October 22, 2018 1:37 am0 commentsViews: 85
Thousands of Taiwan independence campaigners rallied in Taipei on Saturday demanding President Tsai Ing-wen allow a referendum to decide whether the self-ruled island should break from mainland China. (Photo courtesy: SCMP)

Thousands of Taiwan independence campaigners rallied in Taipei on Saturday demanding President Tsai Ing-wen allow a referendum to decide whether the self-ruled island should break from mainland China. (Photo courtesy: SCMP)

(TibetanReview.net, Oct21, 2018) – Several thousand people demonstrated in Taiwan’s capital Taipei on Oct 20, calling on the island nation whose territory is claimed by China to hold a referendum on whether it should formally declare independence, reported usnews.com Oct 20. China has long made it clear that any such move would invite military invasion from it.

The rally, which also protested against Beijing’s “bullying”, was organized by a group called Formosa Alliance, founded six months ago.

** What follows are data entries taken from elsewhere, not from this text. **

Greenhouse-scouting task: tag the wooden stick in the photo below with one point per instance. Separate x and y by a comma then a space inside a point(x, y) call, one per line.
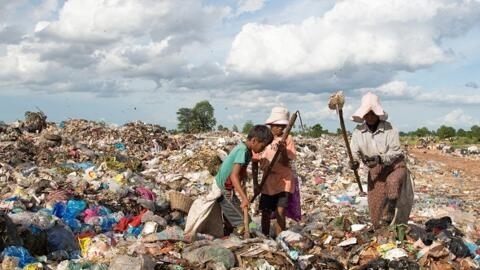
point(275, 157)
point(349, 151)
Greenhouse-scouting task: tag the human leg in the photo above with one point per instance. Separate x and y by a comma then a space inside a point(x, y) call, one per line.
point(393, 185)
point(231, 210)
point(282, 203)
point(267, 206)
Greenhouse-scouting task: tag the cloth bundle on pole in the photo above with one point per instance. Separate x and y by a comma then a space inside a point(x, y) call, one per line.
point(336, 102)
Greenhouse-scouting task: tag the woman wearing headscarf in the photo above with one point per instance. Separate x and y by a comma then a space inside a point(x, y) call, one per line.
point(376, 143)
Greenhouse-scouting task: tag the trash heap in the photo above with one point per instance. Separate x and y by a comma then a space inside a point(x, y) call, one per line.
point(85, 195)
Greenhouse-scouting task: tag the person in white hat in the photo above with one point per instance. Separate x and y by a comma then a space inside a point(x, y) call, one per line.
point(280, 183)
point(376, 143)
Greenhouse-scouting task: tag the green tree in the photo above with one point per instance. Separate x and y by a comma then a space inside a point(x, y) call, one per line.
point(185, 120)
point(314, 131)
point(461, 133)
point(444, 132)
point(198, 119)
point(222, 128)
point(247, 126)
point(475, 132)
point(422, 132)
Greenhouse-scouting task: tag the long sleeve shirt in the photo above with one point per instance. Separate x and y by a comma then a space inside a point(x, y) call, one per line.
point(384, 142)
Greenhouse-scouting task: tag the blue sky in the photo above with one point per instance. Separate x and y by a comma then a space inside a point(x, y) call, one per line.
point(119, 61)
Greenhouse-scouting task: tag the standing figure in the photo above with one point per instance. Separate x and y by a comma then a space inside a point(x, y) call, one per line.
point(280, 183)
point(233, 171)
point(376, 143)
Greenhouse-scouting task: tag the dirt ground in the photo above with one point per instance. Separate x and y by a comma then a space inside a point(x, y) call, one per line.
point(462, 174)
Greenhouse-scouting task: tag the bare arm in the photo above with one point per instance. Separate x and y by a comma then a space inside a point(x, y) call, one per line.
point(394, 148)
point(237, 184)
point(255, 174)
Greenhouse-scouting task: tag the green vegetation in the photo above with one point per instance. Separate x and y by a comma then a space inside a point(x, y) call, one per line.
point(198, 119)
point(456, 138)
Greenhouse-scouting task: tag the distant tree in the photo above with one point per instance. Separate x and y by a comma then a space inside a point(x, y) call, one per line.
point(222, 128)
point(422, 132)
point(185, 120)
point(461, 132)
point(247, 126)
point(475, 132)
point(198, 119)
point(444, 132)
point(203, 112)
point(314, 131)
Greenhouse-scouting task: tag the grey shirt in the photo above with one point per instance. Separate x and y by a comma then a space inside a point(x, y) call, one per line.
point(385, 142)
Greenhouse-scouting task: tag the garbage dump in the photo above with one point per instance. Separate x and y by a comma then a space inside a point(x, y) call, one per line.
point(85, 195)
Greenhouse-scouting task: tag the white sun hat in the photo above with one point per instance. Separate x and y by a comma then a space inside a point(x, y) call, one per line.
point(370, 102)
point(278, 116)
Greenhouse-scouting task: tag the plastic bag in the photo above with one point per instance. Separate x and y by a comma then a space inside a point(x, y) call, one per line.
point(21, 253)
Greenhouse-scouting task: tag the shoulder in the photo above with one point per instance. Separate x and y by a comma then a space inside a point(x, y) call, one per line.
point(360, 128)
point(388, 126)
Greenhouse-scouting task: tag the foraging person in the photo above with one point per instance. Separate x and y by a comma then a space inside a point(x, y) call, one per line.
point(228, 183)
point(280, 182)
point(377, 144)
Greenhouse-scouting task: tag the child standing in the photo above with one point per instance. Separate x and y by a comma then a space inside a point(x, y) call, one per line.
point(279, 184)
point(233, 171)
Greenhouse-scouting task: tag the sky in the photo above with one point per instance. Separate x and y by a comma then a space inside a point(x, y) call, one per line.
point(120, 61)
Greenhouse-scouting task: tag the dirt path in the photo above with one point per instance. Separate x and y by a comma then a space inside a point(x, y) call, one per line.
point(468, 166)
point(447, 173)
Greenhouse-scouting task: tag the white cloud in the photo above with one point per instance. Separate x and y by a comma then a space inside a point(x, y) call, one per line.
point(246, 6)
point(458, 117)
point(355, 36)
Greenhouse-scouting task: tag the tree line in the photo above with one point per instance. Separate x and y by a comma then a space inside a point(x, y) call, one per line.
point(201, 118)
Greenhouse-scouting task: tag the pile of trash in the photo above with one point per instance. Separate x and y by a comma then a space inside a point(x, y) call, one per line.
point(85, 195)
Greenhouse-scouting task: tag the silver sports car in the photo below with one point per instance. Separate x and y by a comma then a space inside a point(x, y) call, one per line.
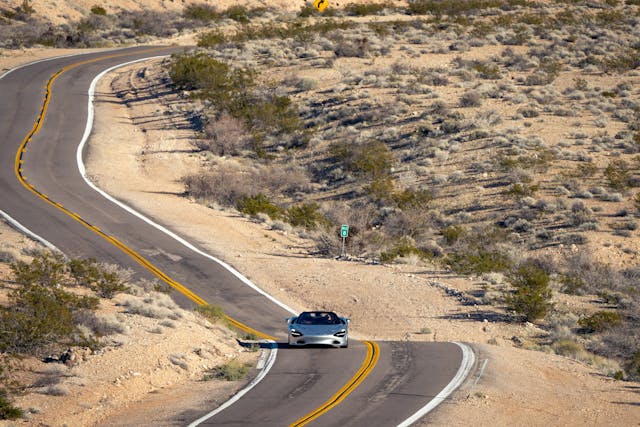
point(319, 327)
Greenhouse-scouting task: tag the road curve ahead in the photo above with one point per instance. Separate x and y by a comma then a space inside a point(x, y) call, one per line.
point(317, 385)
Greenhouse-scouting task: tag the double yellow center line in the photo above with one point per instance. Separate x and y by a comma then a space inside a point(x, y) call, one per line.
point(372, 348)
point(370, 361)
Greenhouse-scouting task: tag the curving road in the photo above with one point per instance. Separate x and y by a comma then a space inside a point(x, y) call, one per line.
point(368, 384)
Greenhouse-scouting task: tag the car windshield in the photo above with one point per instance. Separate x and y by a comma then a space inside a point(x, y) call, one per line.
point(318, 318)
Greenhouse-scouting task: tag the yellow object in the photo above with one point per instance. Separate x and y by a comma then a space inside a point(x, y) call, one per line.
point(320, 4)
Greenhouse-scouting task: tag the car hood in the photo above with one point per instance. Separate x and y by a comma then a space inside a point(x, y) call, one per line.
point(318, 329)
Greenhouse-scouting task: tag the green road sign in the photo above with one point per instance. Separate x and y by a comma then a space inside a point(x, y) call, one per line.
point(321, 4)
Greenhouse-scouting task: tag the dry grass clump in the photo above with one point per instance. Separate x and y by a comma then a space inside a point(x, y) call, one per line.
point(520, 141)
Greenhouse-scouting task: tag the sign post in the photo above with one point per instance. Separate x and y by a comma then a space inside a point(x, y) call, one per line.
point(344, 233)
point(321, 4)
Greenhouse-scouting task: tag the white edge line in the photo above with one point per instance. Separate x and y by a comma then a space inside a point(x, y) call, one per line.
point(81, 167)
point(468, 360)
point(6, 73)
point(270, 361)
point(15, 224)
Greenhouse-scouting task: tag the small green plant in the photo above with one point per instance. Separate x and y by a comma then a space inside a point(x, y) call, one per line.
point(252, 205)
point(87, 272)
point(231, 371)
point(572, 284)
point(237, 13)
point(403, 248)
point(202, 12)
point(531, 295)
point(600, 321)
point(211, 38)
point(99, 10)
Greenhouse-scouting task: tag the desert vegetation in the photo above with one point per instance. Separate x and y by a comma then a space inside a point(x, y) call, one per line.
point(50, 311)
point(502, 146)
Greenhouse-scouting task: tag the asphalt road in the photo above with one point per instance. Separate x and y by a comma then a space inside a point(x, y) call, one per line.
point(407, 375)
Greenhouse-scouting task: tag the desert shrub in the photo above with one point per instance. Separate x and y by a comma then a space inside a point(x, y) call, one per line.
point(46, 269)
point(572, 284)
point(238, 13)
point(521, 190)
point(40, 316)
point(231, 371)
point(600, 321)
point(402, 248)
point(104, 282)
point(200, 71)
point(202, 12)
point(307, 11)
point(99, 10)
point(371, 159)
point(622, 62)
point(531, 296)
point(617, 174)
point(7, 410)
point(486, 70)
point(471, 99)
point(225, 135)
point(452, 233)
point(380, 188)
point(476, 260)
point(307, 215)
point(252, 205)
point(211, 38)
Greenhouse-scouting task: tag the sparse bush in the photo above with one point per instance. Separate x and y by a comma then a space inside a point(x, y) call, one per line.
point(470, 99)
point(99, 10)
point(617, 174)
point(306, 215)
point(531, 296)
point(99, 278)
point(403, 248)
point(600, 321)
point(238, 13)
point(572, 284)
point(202, 12)
point(413, 199)
point(41, 313)
point(231, 371)
point(252, 205)
point(452, 233)
point(476, 260)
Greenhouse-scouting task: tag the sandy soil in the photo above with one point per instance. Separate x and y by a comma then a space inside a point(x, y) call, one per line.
point(518, 387)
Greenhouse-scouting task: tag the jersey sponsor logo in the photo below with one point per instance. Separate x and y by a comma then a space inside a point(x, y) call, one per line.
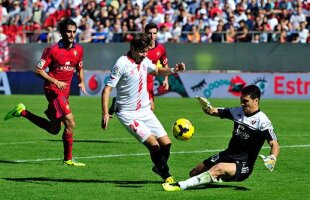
point(115, 71)
point(81, 64)
point(75, 53)
point(241, 132)
point(41, 64)
point(66, 68)
point(265, 125)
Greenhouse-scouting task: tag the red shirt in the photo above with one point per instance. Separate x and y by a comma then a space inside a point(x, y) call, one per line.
point(62, 63)
point(158, 57)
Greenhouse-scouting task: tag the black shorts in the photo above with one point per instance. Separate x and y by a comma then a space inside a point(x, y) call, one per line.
point(243, 169)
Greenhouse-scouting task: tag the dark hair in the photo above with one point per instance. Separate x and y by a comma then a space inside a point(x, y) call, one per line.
point(140, 41)
point(150, 26)
point(62, 26)
point(251, 90)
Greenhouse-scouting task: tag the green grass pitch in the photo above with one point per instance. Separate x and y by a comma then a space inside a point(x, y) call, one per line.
point(118, 167)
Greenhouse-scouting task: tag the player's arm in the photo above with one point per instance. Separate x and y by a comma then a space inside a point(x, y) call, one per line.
point(42, 73)
point(270, 161)
point(80, 74)
point(104, 105)
point(166, 80)
point(163, 71)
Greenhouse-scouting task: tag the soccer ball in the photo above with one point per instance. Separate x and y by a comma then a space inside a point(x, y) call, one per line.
point(183, 129)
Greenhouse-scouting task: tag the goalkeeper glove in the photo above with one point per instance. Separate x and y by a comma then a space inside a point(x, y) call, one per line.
point(204, 103)
point(269, 161)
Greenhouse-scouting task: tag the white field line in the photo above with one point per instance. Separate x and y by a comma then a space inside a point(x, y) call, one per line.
point(144, 154)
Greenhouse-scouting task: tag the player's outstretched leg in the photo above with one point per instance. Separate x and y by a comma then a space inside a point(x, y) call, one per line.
point(112, 108)
point(15, 112)
point(201, 179)
point(73, 162)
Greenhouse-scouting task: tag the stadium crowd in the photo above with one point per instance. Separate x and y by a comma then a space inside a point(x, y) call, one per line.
point(193, 21)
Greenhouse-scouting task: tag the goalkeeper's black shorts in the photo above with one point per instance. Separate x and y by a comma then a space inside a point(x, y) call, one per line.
point(243, 169)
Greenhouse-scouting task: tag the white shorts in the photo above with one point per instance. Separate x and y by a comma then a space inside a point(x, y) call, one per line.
point(141, 124)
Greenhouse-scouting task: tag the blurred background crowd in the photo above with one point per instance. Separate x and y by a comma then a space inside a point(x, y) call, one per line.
point(192, 21)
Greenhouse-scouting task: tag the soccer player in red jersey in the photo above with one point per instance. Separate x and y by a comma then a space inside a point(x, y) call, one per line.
point(62, 59)
point(157, 54)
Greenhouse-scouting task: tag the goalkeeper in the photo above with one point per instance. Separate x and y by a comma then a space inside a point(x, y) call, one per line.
point(251, 128)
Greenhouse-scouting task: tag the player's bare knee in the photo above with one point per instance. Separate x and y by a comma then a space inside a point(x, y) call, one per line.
point(54, 130)
point(154, 148)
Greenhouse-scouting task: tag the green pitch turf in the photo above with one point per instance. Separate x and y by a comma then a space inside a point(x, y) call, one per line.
point(118, 167)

The protesters gathered near the headquarters of President Tsai Ing-wen’s Democratic Progressive Party (DPP) which is widely seen as being also pro-independence. Unlike the rival Kuomintang nationalist party, which is pro-reunification but only with a democratic China, President Tsai, who took office in 2016, has refused to endorse Beijing’s ‘one China’ policy, which has greatly contributed to worsening of cross-strait relations.

Kenny Chung, a spokesman for Formosa Alliance, has described the turnout at the ray as “very successful”.

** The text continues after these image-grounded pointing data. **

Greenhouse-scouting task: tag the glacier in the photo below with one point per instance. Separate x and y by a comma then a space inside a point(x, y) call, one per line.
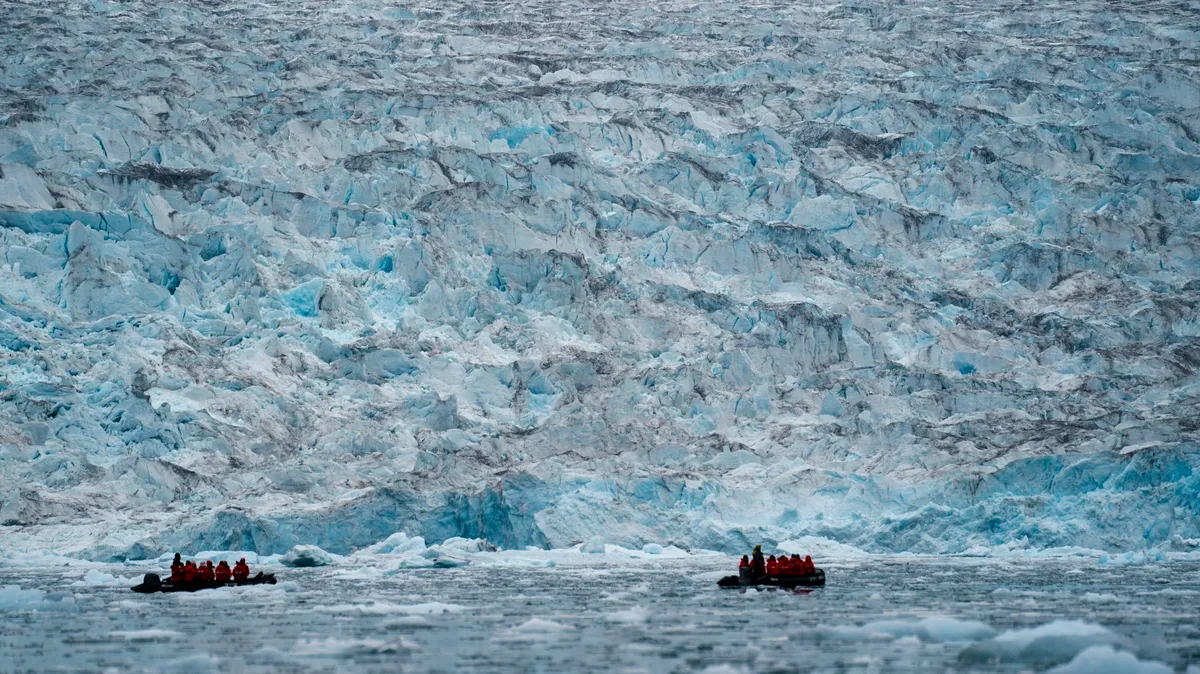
point(909, 277)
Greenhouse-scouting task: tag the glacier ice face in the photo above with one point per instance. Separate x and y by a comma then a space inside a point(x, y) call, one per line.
point(904, 277)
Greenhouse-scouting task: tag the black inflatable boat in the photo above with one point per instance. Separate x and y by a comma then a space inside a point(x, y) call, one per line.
point(151, 583)
point(815, 579)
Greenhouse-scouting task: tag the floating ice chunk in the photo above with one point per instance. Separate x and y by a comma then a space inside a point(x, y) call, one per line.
point(1049, 644)
point(145, 635)
point(467, 545)
point(635, 615)
point(306, 555)
point(197, 663)
point(406, 621)
point(723, 669)
point(12, 597)
point(96, 578)
point(431, 608)
point(1104, 660)
point(936, 630)
point(593, 546)
point(345, 648)
point(539, 625)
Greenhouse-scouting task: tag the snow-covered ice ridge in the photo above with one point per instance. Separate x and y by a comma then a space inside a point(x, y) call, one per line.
point(906, 276)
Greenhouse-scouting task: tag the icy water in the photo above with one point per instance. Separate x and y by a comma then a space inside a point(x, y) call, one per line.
point(651, 618)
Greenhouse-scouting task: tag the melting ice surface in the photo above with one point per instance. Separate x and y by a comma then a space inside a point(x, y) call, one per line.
point(913, 277)
point(879, 614)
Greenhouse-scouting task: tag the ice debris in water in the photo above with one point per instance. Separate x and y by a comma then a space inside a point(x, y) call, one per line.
point(306, 555)
point(594, 545)
point(1054, 643)
point(13, 597)
point(935, 629)
point(1104, 660)
point(95, 578)
point(892, 274)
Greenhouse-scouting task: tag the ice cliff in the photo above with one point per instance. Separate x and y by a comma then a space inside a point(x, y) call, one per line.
point(907, 276)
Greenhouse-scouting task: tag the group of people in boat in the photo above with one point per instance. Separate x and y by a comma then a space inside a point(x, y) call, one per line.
point(204, 572)
point(754, 565)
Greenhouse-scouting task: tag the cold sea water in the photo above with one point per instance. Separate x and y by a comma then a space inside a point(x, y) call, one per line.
point(889, 614)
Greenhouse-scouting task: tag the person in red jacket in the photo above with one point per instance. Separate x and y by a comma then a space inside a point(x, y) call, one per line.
point(177, 570)
point(240, 570)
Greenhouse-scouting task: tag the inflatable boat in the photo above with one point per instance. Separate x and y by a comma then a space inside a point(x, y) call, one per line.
point(151, 583)
point(815, 579)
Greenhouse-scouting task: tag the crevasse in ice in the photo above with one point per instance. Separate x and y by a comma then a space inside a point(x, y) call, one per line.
point(909, 277)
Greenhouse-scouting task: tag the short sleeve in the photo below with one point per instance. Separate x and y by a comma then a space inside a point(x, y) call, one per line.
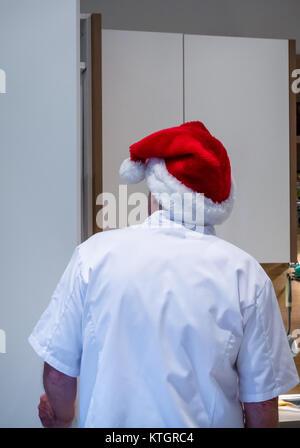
point(57, 337)
point(265, 364)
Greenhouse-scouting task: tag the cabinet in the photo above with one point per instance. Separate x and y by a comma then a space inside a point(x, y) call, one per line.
point(239, 88)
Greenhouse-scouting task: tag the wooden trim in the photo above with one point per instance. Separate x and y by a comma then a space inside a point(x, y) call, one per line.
point(96, 63)
point(293, 155)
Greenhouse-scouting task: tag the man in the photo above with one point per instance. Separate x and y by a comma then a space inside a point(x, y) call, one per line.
point(166, 324)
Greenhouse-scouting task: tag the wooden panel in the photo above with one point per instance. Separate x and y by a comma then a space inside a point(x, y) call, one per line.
point(293, 155)
point(142, 93)
point(277, 273)
point(96, 112)
point(239, 88)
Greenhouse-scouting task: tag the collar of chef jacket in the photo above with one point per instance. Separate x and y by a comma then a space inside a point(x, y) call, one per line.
point(162, 219)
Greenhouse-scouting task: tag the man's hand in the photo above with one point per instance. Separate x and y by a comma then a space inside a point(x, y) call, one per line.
point(48, 417)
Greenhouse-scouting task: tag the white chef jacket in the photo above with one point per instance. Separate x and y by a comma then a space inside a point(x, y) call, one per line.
point(166, 327)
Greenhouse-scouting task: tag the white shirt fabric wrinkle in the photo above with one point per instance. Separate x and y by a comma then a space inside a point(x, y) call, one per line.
point(167, 326)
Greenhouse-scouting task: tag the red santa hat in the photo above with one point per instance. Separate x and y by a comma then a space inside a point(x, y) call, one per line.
point(184, 159)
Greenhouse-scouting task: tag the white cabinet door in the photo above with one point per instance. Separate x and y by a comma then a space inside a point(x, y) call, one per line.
point(142, 85)
point(239, 88)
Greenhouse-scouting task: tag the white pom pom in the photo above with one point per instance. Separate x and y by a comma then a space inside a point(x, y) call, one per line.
point(132, 172)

This year saw China increase its military and diplomatic pressure on Taiwan, conducting air and sea military exercises around the self-governing island and winning over three of the few governments still recognizing Taipei by getting them to switch their diplomatic ties in its favour.

Protesters were reported to want Tsai’s government to push back against Beijing while advocating a referendum on independence to avoid being “swallowed up” by China. Some were reported to have carried placards bearing the message: “No more bullying; no more annexation”.

Tsai has said last week that she will maintain the status quo with Beijing while vowing to boost Taiwan’s national security and not to submit to Chinese suppression.

Next month, Taiwan will hold a referendum to decide whether it should enter future Olympics events as “Taiwan” rather than as “Chinese Taipei”, the name agreed under a compromise struck in the late 1970s. China is angered by this move.